Ordan çıktığımızda arabada kenarından yırttığımız naylon torbaların üzerinde oturuyorduk, ve aslında tam da güne yakışır bir halimiz vardı. Arka koltukta oturan Isis'in halinden, bizi saatlerce beklemekten en ufak bir şikayeti yok gibi görünüyordu. Yeter ki bizimle olsun, arabada olsun, dolaşsın. (Isis dişi olan Sheepdog'un adı; St. Bernard'ın adı Adonis, kedinin ise Moses). Yakın olduğu için Tara dayanamayıp beni başka bir yere götürdü; alışveriş çılgını olduğunu zaten çoktan itiraf etmişti ve benim de pek aşağı kalır yanım olmadığı gördüğünden keyfi yerindeydi. Burası da ana mağazaların satamadığı şeyleri satan gene büyük bir yerdi, bir kısmında yatak odası takımı, koltuk takımı gibi şeylerin olduğu mobilya bölümü, gerisinde ise best-seller kitaplardan sabuna, örtüden muma, ve yine çok az yiyeceğin olduğu bir yerdi. Tara yeni yatakodası takımını buradan almış, aynısından iki tane daha vardı. Buraya bakan ve Tara'yı buradan tanıyan adam tıknak, göbekli ve sakallı bir adamdı (isimleri hemen unutuyorum her zamanki gibi, belki daha çabuk). Adamla konuştukça adama "Amca" diyesim geldi, insan birinin yanında bu kadar mı rahat ve aileden hisseder, üstelik ilk saniyeden itibaren, üstelik ben! Amcama İstanbulu dolaşmak için en az bir hafta, en iyisi on gün gerektiğini söyledikten sonra yanından ayrıldığımızda kesin akdenizli veya balkanlı olduğuna hükmettim.
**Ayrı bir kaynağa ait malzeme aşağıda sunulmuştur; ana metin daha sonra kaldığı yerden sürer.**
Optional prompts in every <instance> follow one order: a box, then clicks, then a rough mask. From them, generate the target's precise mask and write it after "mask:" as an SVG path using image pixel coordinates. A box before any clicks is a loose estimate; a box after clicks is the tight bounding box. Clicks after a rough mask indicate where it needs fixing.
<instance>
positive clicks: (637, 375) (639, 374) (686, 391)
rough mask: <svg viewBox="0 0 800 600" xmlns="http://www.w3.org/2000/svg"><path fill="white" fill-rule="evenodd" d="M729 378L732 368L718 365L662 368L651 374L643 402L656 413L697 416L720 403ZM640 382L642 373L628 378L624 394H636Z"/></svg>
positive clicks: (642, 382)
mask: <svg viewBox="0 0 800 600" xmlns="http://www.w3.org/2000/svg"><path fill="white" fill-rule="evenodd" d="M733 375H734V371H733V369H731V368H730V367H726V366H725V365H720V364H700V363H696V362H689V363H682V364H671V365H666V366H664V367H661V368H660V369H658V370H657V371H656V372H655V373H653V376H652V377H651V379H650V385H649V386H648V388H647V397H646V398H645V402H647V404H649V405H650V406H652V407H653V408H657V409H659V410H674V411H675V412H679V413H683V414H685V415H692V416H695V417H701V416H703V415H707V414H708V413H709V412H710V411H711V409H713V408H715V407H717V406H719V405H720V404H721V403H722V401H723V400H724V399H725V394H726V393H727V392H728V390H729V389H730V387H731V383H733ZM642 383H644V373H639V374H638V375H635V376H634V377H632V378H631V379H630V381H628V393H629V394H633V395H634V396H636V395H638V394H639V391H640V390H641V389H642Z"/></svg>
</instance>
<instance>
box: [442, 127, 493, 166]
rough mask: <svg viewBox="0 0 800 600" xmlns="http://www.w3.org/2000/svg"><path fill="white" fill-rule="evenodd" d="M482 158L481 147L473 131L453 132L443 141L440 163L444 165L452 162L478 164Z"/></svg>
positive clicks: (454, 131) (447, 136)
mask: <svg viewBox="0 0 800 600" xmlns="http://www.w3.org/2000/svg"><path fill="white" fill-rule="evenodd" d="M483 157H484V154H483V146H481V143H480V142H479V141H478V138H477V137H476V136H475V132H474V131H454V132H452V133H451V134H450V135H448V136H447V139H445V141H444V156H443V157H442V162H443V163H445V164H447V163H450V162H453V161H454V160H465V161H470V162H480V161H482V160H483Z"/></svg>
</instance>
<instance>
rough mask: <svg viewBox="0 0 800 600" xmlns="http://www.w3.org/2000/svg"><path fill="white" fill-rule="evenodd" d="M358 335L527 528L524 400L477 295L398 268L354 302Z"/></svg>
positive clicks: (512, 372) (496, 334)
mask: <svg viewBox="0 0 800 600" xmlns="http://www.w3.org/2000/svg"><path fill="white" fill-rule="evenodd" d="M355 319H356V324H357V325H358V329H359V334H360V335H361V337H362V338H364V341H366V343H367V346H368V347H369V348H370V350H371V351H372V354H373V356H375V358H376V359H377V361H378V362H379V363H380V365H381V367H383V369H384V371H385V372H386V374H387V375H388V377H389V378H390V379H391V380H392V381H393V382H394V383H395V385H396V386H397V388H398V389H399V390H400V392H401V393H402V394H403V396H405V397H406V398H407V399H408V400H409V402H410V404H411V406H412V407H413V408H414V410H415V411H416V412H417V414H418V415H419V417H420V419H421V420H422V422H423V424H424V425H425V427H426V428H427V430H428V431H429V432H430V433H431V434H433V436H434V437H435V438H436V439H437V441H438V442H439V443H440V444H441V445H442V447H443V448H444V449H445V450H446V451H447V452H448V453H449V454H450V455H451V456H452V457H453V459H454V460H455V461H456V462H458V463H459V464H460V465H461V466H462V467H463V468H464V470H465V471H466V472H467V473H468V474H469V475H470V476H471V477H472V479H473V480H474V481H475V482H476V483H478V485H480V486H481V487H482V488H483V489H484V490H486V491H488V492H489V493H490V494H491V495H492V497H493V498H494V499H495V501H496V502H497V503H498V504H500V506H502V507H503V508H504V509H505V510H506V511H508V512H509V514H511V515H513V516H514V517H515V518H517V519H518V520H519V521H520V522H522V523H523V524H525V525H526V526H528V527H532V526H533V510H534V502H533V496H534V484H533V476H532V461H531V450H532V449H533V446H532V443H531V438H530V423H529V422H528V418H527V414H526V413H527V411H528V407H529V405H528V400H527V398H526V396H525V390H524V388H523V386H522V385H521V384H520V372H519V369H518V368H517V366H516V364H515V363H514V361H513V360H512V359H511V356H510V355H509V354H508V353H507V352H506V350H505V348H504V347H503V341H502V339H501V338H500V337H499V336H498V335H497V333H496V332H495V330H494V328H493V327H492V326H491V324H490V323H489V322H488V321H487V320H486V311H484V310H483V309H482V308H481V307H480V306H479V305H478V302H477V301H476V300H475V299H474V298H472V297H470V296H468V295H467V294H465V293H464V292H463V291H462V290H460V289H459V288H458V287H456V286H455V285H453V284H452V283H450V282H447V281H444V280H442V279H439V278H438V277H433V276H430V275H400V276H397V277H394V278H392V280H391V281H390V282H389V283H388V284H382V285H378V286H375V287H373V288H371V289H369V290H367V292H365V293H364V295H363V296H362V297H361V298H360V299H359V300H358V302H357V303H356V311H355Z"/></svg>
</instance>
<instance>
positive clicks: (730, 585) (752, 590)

İçerisi daha çok raflı bir bit pazarını andırıyordu, insanda herşeyi karıştırma ve elleme gereksinimi uyandıran türden. Burda 100'lük deste halinde kaliteli kağıt ile post-it bulduğuma sevindim, ayrıca yine mekanı kendileştirmek için mum almam ise tamamen alışveriş çılgınlığına kendimi kaptırıp, nasıl da bazı şeylere gereksinimim olduğuna kendimi inandırıp hatta ikna edip, hemen ardından, artık eve dönsek çok iyi olur, yorulduk da üstelik ve acıktım da, bir de saç kurutucu bulsaydım iyi olurdu, şu krakerlerden ister misin ...

Zor ve yorucu bir gündü. Alışveriş günün sadece yorucu olan kısmıydı.